Ich finde es darf nicht sein, dass Familien die sich noch zusätzlich ihrer Aufgaben der Pflege ihrer Angehörigen hingeben, schief in der Gesellschaft angeschaut werden. Ich denke, es darf nicht sein, dass die Bevölkerung weiter den Eindruck vermittelt bekommt, die Kranken und Behinderten Menschen bekommen doch alles von Staat geschenkt und die Unterstützungen liegen fast schon auf jedem Konto bereit. Die Aufklärung, was passiert mit einer Familie wenn ein Angehöriger, krank oder sogar pflegebedürftig wird, muss endlich erfolgen. Es kann nicht sein, das der Staat sich hier auf die Arbeit der Angehörigen und dessen Einkommen ausruht und dabei eine Menge an Geld spart. Sich feiern lässt für Gesetzte die den Familien nicht förderlich sondern ehr hinderlich in ihrer täglichen Höchstleistung im Weg stehen. Es kann nicht sein, das Menschen auf Grund einer solchen Familiären Situation sich überschulden müssen. Es darf nicht sein sich ein bisschen Mobile Freiheit durch Schulden nur erkaufen können. Mein Mann wird nie staatliche Hilfe erhalten, denn er wird definitiv nie mehr in den Arbeitsprozess zurückkehren.

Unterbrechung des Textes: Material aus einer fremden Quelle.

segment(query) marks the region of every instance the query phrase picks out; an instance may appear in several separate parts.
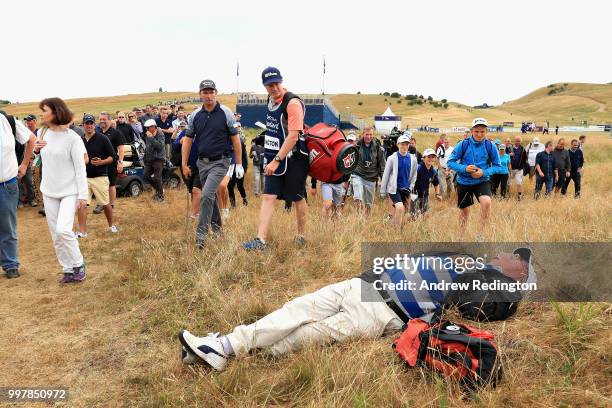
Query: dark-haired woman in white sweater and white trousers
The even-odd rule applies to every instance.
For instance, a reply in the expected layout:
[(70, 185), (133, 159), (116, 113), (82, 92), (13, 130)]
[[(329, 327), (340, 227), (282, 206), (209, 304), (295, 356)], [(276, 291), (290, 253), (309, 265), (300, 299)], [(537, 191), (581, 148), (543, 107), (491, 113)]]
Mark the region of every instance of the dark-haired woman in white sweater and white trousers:
[(73, 114), (63, 100), (48, 98), (38, 107), (46, 126), (38, 132), (35, 145), (45, 163), (40, 190), (55, 253), (64, 271), (61, 283), (80, 282), (85, 279), (85, 263), (72, 225), (76, 210), (87, 205), (87, 151), (79, 135), (68, 128)]

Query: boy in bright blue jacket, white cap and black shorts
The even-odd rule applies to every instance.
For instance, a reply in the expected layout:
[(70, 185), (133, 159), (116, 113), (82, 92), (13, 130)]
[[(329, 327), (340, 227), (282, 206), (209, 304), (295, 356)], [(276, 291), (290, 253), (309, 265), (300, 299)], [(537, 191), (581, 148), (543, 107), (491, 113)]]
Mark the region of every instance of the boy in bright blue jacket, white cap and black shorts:
[(484, 240), (485, 224), (491, 214), (491, 175), (501, 172), (497, 149), (487, 140), (487, 120), (472, 121), (472, 135), (457, 144), (448, 159), (448, 167), (457, 173), (457, 207), (461, 231), (465, 231), (474, 197), (480, 203), (478, 241)]

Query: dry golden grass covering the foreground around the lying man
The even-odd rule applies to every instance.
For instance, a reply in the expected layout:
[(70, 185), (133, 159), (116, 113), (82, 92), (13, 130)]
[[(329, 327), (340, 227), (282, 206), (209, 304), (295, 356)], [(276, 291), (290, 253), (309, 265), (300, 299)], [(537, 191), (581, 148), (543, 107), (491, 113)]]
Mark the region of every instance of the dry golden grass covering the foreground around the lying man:
[[(435, 141), (417, 138), (420, 151)], [(590, 134), (587, 143), (580, 200), (495, 201), (487, 239), (610, 242), (612, 140)], [(471, 398), (452, 382), (407, 369), (391, 350), (396, 336), (312, 346), (282, 358), (256, 352), (222, 373), (182, 365), (179, 329), (225, 333), (294, 296), (355, 276), (362, 242), (472, 241), (476, 234), (475, 222), (458, 231), (451, 201), (433, 202), (427, 219), (398, 235), (383, 222), (380, 203), (366, 218), (349, 201), (332, 222), (321, 218), (317, 194), (309, 200), (304, 248), (294, 247), (294, 214), (279, 203), (270, 248), (247, 253), (240, 243), (255, 234), (259, 210), (250, 170), (247, 185), (249, 206), (233, 210), (223, 235), (203, 251), (193, 247), (183, 186), (169, 191), (164, 204), (152, 202), (150, 192), (120, 199), (118, 235), (106, 232), (102, 215), (90, 214), (90, 235), (81, 241), (88, 278), (69, 286), (58, 283), (45, 219), (35, 209), (19, 210), (22, 277), (0, 279), (0, 385), (69, 387), (70, 401), (56, 405), (69, 407), (612, 404), (612, 308), (600, 303), (566, 303), (560, 312), (523, 303), (508, 321), (483, 324), (498, 336), (505, 379)]]

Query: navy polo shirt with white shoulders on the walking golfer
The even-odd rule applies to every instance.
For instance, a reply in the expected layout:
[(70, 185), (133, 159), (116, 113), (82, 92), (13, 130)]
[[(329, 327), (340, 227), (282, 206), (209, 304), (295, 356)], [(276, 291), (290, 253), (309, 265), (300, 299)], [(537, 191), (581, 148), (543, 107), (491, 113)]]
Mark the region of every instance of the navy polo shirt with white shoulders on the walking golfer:
[(194, 139), (192, 150), (197, 149), (198, 156), (229, 156), (230, 136), (238, 134), (235, 123), (234, 112), (217, 102), (211, 112), (200, 107), (189, 116), (185, 136)]

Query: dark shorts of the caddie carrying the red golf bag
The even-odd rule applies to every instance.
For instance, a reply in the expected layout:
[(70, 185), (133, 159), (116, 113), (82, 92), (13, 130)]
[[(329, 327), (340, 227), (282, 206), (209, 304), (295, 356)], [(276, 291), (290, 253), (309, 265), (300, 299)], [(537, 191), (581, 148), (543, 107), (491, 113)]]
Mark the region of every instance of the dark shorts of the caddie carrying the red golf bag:
[(308, 157), (295, 153), (287, 159), (287, 171), (282, 176), (265, 176), (264, 194), (275, 195), (278, 200), (300, 201), (306, 198)]

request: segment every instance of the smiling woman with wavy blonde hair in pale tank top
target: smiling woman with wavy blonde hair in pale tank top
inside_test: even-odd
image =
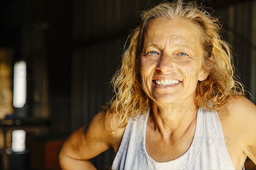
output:
[[[242,169],[256,163],[256,108],[233,75],[218,20],[194,3],[142,14],[114,74],[115,96],[59,158],[63,169],[113,147],[112,169]],[[102,142],[96,142],[101,140]]]

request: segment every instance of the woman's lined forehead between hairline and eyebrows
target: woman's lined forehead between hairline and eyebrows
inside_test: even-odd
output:
[[[201,45],[201,28],[189,20],[157,18],[148,23],[145,42],[169,40],[172,44]]]

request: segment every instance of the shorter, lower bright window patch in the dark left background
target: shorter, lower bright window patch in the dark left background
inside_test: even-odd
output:
[[[26,149],[26,132],[25,130],[12,131],[12,151],[24,152]]]

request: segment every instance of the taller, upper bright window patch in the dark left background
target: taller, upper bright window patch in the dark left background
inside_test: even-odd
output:
[[[13,73],[13,106],[22,108],[26,104],[26,62],[14,64]]]

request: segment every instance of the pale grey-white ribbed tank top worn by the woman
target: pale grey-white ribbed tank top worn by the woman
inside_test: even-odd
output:
[[[216,111],[199,108],[195,135],[191,139],[178,140],[189,144],[189,149],[179,158],[168,162],[154,161],[145,149],[145,131],[148,113],[129,120],[121,145],[112,164],[113,170],[234,170],[227,152],[229,138],[223,136]]]

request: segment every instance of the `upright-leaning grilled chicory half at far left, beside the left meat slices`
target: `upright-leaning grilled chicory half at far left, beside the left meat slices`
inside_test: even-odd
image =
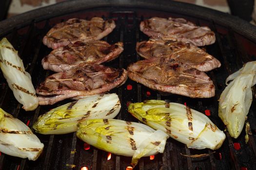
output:
[[[0,41],[0,68],[15,98],[23,104],[22,108],[26,111],[35,110],[39,101],[31,76],[25,71],[18,51],[6,38]]]

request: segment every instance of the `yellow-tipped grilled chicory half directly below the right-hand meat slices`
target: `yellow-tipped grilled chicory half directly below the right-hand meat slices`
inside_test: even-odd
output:
[[[204,114],[179,103],[148,100],[131,103],[128,111],[143,123],[160,129],[188,148],[218,149],[225,134]]]

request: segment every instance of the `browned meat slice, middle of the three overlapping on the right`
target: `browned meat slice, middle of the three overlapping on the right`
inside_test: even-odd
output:
[[[220,62],[202,49],[181,41],[150,39],[137,43],[136,50],[143,58],[168,57],[200,71],[220,67]]]

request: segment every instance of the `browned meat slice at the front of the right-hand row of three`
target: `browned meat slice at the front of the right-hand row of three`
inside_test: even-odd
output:
[[[206,73],[171,58],[141,60],[131,64],[127,70],[130,79],[158,91],[191,98],[215,95],[214,84]]]

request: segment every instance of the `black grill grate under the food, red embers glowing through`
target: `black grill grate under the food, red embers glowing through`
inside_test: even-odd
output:
[[[122,41],[124,43],[124,51],[122,54],[105,65],[114,68],[127,68],[130,63],[141,60],[137,55],[135,47],[136,42],[147,40],[148,37],[139,31],[139,23],[144,18],[149,17],[183,17],[198,25],[209,26],[217,36],[215,44],[205,47],[206,50],[215,56],[222,64],[221,68],[209,71],[207,74],[213,80],[216,86],[216,96],[211,99],[190,99],[179,95],[164,96],[153,91],[144,85],[140,85],[130,79],[121,87],[115,88],[110,93],[117,93],[121,101],[121,111],[117,119],[127,121],[138,121],[127,112],[127,103],[141,102],[148,99],[162,99],[171,102],[186,103],[192,109],[196,109],[202,113],[210,110],[209,118],[221,129],[224,125],[217,116],[218,98],[225,88],[226,77],[234,71],[241,68],[245,62],[255,59],[255,53],[247,49],[246,43],[256,47],[256,44],[237,34],[231,28],[218,25],[214,21],[199,19],[181,15],[177,13],[159,12],[146,9],[129,9],[129,10],[113,10],[111,8],[98,8],[93,11],[79,11],[59,17],[53,17],[42,21],[33,21],[29,25],[22,28],[15,28],[5,36],[19,51],[26,70],[31,74],[34,85],[39,85],[47,75],[53,72],[43,70],[40,65],[42,57],[47,55],[51,50],[42,44],[42,37],[56,23],[71,17],[91,18],[94,16],[103,18],[112,18],[115,20],[117,27],[104,40],[110,44]],[[128,87],[129,86],[129,87]],[[131,89],[132,88],[132,89]],[[253,89],[254,94],[256,89]],[[0,107],[8,113],[13,114],[24,123],[28,123],[32,127],[39,115],[44,114],[51,108],[55,108],[67,101],[59,102],[52,106],[39,106],[33,112],[25,112],[21,109],[12,91],[0,73]],[[209,170],[209,169],[256,169],[256,100],[252,103],[248,114],[248,122],[251,125],[252,135],[250,140],[245,144],[243,132],[237,139],[233,139],[226,132],[226,140],[222,147],[215,151],[211,150],[193,150],[188,149],[184,144],[169,138],[166,143],[165,152],[155,155],[154,160],[149,157],[140,159],[135,170]],[[84,142],[76,137],[75,133],[66,135],[40,135],[36,134],[41,142],[44,143],[44,151],[39,159],[35,162],[28,161],[5,155],[0,155],[0,170],[55,170],[55,169],[77,169],[87,167],[89,170],[125,170],[130,166],[131,157],[118,156],[112,154],[110,160],[107,160],[108,153],[90,147],[89,150],[84,149]],[[239,147],[237,147],[240,145]],[[182,154],[201,154],[210,153],[210,156],[203,158],[190,158],[180,155]],[[73,167],[75,166],[75,167]]]

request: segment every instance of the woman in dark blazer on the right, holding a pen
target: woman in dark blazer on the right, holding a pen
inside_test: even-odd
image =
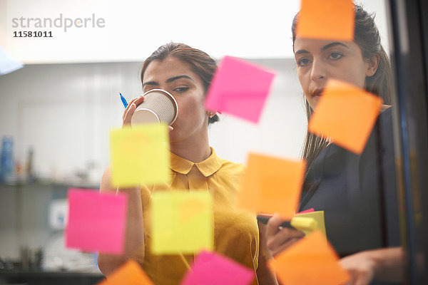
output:
[[[327,238],[352,274],[351,284],[372,279],[401,279],[397,185],[389,95],[392,72],[380,43],[374,16],[355,5],[354,41],[300,38],[298,14],[292,23],[297,76],[305,94],[307,119],[322,96],[327,80],[335,78],[365,89],[384,106],[362,155],[355,155],[307,132],[303,158],[307,161],[300,210],[324,210]],[[275,215],[267,224],[267,247],[272,254],[304,236],[282,229]],[[389,249],[382,249],[391,247]],[[397,269],[385,274],[386,269]]]

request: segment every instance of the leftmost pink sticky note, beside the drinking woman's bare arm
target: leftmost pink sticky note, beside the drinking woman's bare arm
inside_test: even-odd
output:
[[[96,190],[68,190],[66,247],[122,254],[128,196]]]

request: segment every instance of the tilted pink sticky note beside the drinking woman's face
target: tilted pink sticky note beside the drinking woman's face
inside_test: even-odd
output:
[[[258,123],[274,77],[266,68],[225,56],[208,88],[205,108]]]

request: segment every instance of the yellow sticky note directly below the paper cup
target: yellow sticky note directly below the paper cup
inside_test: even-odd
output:
[[[150,124],[111,130],[112,182],[116,187],[170,180],[166,125]]]

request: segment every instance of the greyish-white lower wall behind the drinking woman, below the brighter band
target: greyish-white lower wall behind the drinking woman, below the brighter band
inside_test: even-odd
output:
[[[250,150],[297,157],[305,116],[294,63],[257,62],[278,74],[260,124],[221,115],[210,127],[211,144],[237,162],[245,162]],[[64,181],[95,162],[99,179],[109,160],[108,131],[121,126],[118,92],[128,99],[141,94],[140,68],[141,63],[29,65],[1,76],[0,136],[14,137],[22,164],[34,147],[39,175]]]

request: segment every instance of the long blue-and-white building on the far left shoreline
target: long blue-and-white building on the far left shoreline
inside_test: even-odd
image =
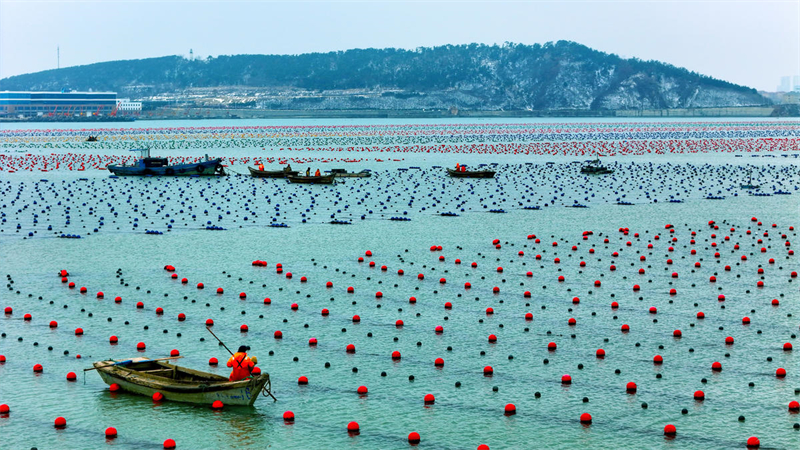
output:
[[[116,109],[116,92],[0,91],[0,117],[104,116]]]

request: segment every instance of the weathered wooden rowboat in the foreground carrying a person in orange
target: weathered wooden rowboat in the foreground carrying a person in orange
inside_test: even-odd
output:
[[[213,373],[147,358],[110,359],[92,365],[109,385],[116,383],[124,391],[148,397],[160,392],[164,399],[175,402],[210,405],[214,400],[220,400],[225,405],[252,406],[262,390],[270,392],[272,389],[267,373],[228,381],[226,377]]]

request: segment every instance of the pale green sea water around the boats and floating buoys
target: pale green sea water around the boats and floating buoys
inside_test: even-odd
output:
[[[120,126],[145,125],[163,123]],[[104,152],[114,150],[93,153]],[[212,156],[276,153],[244,148]],[[330,157],[322,151],[292,156]],[[737,187],[749,164],[757,174],[776,177],[762,179],[764,185],[796,189],[796,159],[717,153],[619,156],[607,162],[616,168],[616,178],[587,178],[578,173],[579,165],[571,164],[582,158],[570,156],[360,156],[366,159],[359,164],[314,165],[374,171],[369,179],[346,179],[334,186],[241,176],[112,179],[103,171],[0,173],[8,219],[0,232],[0,274],[7,278],[0,306],[13,308],[11,315],[0,317],[5,333],[0,354],[7,358],[0,365],[0,403],[11,407],[8,416],[0,416],[0,447],[159,448],[171,438],[178,448],[191,449],[394,449],[409,448],[412,431],[422,437],[418,448],[437,449],[480,444],[492,449],[741,448],[753,435],[765,447],[800,447],[800,430],[793,428],[798,416],[787,410],[790,401],[800,399],[800,295],[798,279],[790,276],[800,264],[785,246],[786,241],[788,248],[797,245],[800,194],[792,190],[793,195],[755,197]],[[490,180],[457,180],[434,167],[457,162],[498,163],[498,174]],[[699,175],[679,175],[691,167]],[[230,169],[246,171],[244,166]],[[633,206],[617,205],[615,190],[639,190],[633,177],[653,192],[651,198],[631,193],[625,198],[633,199]],[[668,202],[669,187],[687,188],[681,191],[683,203]],[[520,191],[525,189],[525,200],[533,199],[539,210],[522,209],[519,203],[526,203]],[[724,200],[705,199],[720,190]],[[658,202],[652,201],[655,197]],[[576,201],[589,207],[565,207]],[[458,216],[439,215],[444,208]],[[500,208],[505,212],[488,212]],[[331,215],[352,225],[331,225]],[[103,225],[95,232],[101,216]],[[244,221],[245,216],[250,220]],[[411,220],[389,220],[395,216]],[[711,220],[718,229],[709,226]],[[208,221],[226,230],[208,231]],[[674,233],[665,228],[668,224]],[[628,228],[628,234],[621,228]],[[163,234],[146,235],[145,229]],[[584,240],[585,231],[592,234]],[[82,237],[60,239],[60,233]],[[528,239],[532,234],[539,243]],[[740,248],[734,249],[735,244]],[[431,251],[431,246],[442,250]],[[372,256],[365,256],[367,250]],[[461,264],[455,264],[457,258]],[[254,260],[267,261],[267,267],[251,265]],[[282,274],[276,272],[277,263],[283,265]],[[612,264],[615,271],[609,269]],[[176,267],[177,280],[165,265]],[[726,265],[731,271],[724,270]],[[75,289],[61,282],[61,269],[69,272]],[[678,278],[672,278],[673,272]],[[711,275],[715,283],[709,282]],[[307,282],[300,281],[302,276]],[[180,283],[183,277],[187,284]],[[332,288],[325,287],[327,281]],[[757,287],[757,281],[764,287]],[[205,289],[196,288],[199,282]],[[465,289],[467,282],[471,289]],[[634,291],[634,284],[641,290]],[[78,291],[81,286],[87,287],[86,294]],[[355,293],[346,292],[349,286]],[[224,293],[218,295],[217,287]],[[99,291],[103,299],[96,298]],[[245,300],[239,299],[240,292],[246,293]],[[720,294],[725,301],[718,300]],[[113,301],[116,296],[121,303]],[[416,303],[409,302],[412,296]],[[270,304],[264,303],[267,297]],[[579,303],[573,303],[574,297]],[[779,306],[772,306],[772,299]],[[139,301],[144,308],[135,307]],[[611,308],[613,301],[618,309]],[[452,309],[445,309],[445,302]],[[292,303],[297,310],[290,309]],[[657,314],[649,312],[651,306]],[[163,315],[155,313],[157,307]],[[486,314],[489,307],[494,314]],[[329,316],[320,314],[323,308]],[[696,318],[698,311],[705,319]],[[527,312],[533,320],[525,320]],[[33,316],[31,321],[22,319],[25,313]],[[185,321],[177,320],[179,313],[186,314]],[[361,321],[354,323],[353,315]],[[742,324],[743,316],[752,319],[749,326]],[[567,324],[571,317],[576,326]],[[92,361],[166,357],[172,349],[180,350],[180,365],[227,375],[228,355],[206,331],[208,318],[228,347],[251,347],[249,353],[270,374],[277,402],[263,397],[252,408],[226,406],[222,411],[210,405],[155,404],[147,397],[110,393],[95,372],[84,376]],[[402,328],[395,326],[398,319]],[[58,321],[57,328],[48,326],[51,320]],[[242,324],[249,332],[239,331]],[[622,333],[622,324],[629,324],[630,332]],[[444,327],[442,334],[434,332],[437,325]],[[84,329],[82,336],[74,334],[78,327]],[[682,330],[681,338],[673,337],[676,329]],[[276,330],[283,339],[273,338]],[[488,342],[490,334],[497,336],[496,343]],[[111,335],[119,337],[117,345],[109,344]],[[726,346],[726,336],[734,337],[735,344]],[[318,339],[317,346],[308,345],[311,337]],[[145,352],[136,351],[140,341],[147,344]],[[549,342],[558,349],[548,351]],[[786,342],[795,351],[783,351]],[[348,344],[355,345],[355,354],[345,352]],[[595,357],[598,348],[606,351],[604,359]],[[402,359],[393,361],[393,351],[401,352]],[[652,363],[656,354],[664,357],[663,365]],[[222,364],[208,366],[211,357]],[[436,358],[444,359],[444,367],[434,367]],[[714,361],[722,363],[721,372],[711,371]],[[41,374],[32,372],[37,363],[44,366]],[[493,367],[493,376],[483,375],[485,366]],[[778,367],[787,370],[785,378],[775,377]],[[70,371],[78,374],[77,382],[65,379]],[[564,374],[571,375],[571,385],[561,384]],[[298,385],[300,376],[308,377],[307,386]],[[631,381],[638,385],[635,394],[625,392]],[[361,385],[368,387],[368,395],[356,393]],[[705,392],[705,401],[692,398],[696,390]],[[423,402],[429,393],[436,397],[433,405]],[[508,403],[516,406],[516,415],[503,414]],[[296,416],[291,424],[282,419],[289,410]],[[591,425],[579,422],[583,413],[593,416]],[[58,416],[67,419],[67,428],[53,428]],[[347,433],[350,421],[360,424],[360,434]],[[666,424],[677,427],[674,439],[664,437]],[[119,436],[106,440],[103,431],[110,426]]]

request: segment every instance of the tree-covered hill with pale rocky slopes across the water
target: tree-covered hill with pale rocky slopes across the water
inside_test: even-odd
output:
[[[166,56],[0,80],[0,90],[63,87],[139,99],[200,90],[269,109],[615,110],[769,103],[755,89],[568,41],[193,61]]]

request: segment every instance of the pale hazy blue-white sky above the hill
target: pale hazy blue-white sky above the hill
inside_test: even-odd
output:
[[[66,67],[561,39],[774,91],[800,75],[800,0],[0,0],[0,78],[55,68],[57,46]]]

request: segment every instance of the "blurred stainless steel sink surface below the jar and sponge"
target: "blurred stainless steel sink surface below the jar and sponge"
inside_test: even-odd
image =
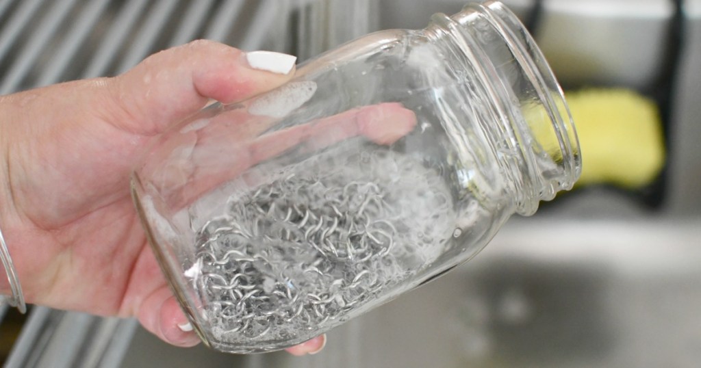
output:
[[[516,219],[472,261],[334,329],[318,355],[181,350],[141,331],[123,366],[697,367],[699,225]]]

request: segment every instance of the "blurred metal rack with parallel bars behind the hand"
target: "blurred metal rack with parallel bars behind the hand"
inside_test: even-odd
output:
[[[0,95],[121,74],[147,55],[194,39],[303,59],[369,32],[372,3],[0,0]],[[329,14],[345,22],[320,21]],[[0,321],[6,311],[0,308]],[[135,329],[135,320],[35,306],[5,366],[118,367]]]

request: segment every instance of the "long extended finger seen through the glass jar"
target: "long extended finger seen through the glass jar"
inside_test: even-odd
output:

Ich habe schon mit vielen Stellen Kontakt (als Einzelkämpfer) aufgenommen. Mein Name ist beim regierende Bürgermeister von Berlin bekannt. Auch der Landes und Behindertenbeauftragte bekamen schon Post von mir. Zusammen mit der Antidiskriminierungsstelle des Bundes habe ich schon Rechte erfochten. Ich bin es schon fast gewohnt immer wieder Schreiben aufzusetzen auch wenn ich nicht mit allen mein Ziel erreicht habe. Ich kämpfe weiter, so kann und darf es nicht sein!
Erst heute Früh habe ich meine zweite Horror Nachricht erhalten. Mein Fahrzeug ist wieder in der Werkstatt, diesmal der Rußpartikelfilter, Kosten bei ca. 1.500€ - also gehe ich mal wieder auf Finanzierungsfragen bei Freunden und Bekannten. Wieder abhängig von der Gunst anderer, wieder Schulden die ich Mühsam abtragen muss, wieder tagelang keine Mobilität. Wieder die Therapien absagen, wieder weniger Zeit für mein Mann, da die Wege nun mit den Öffentlichen Verkehrsmitteln weiter und länger sind. Wieder die Fremde Dienstleitung des Transports einkaufen. Ich sag euch ich könnte Bücher füllen.
Ich, Katrin möchte bei euch aktiv mitarbeiten. Ich würde mich freuen, wenn ich darf.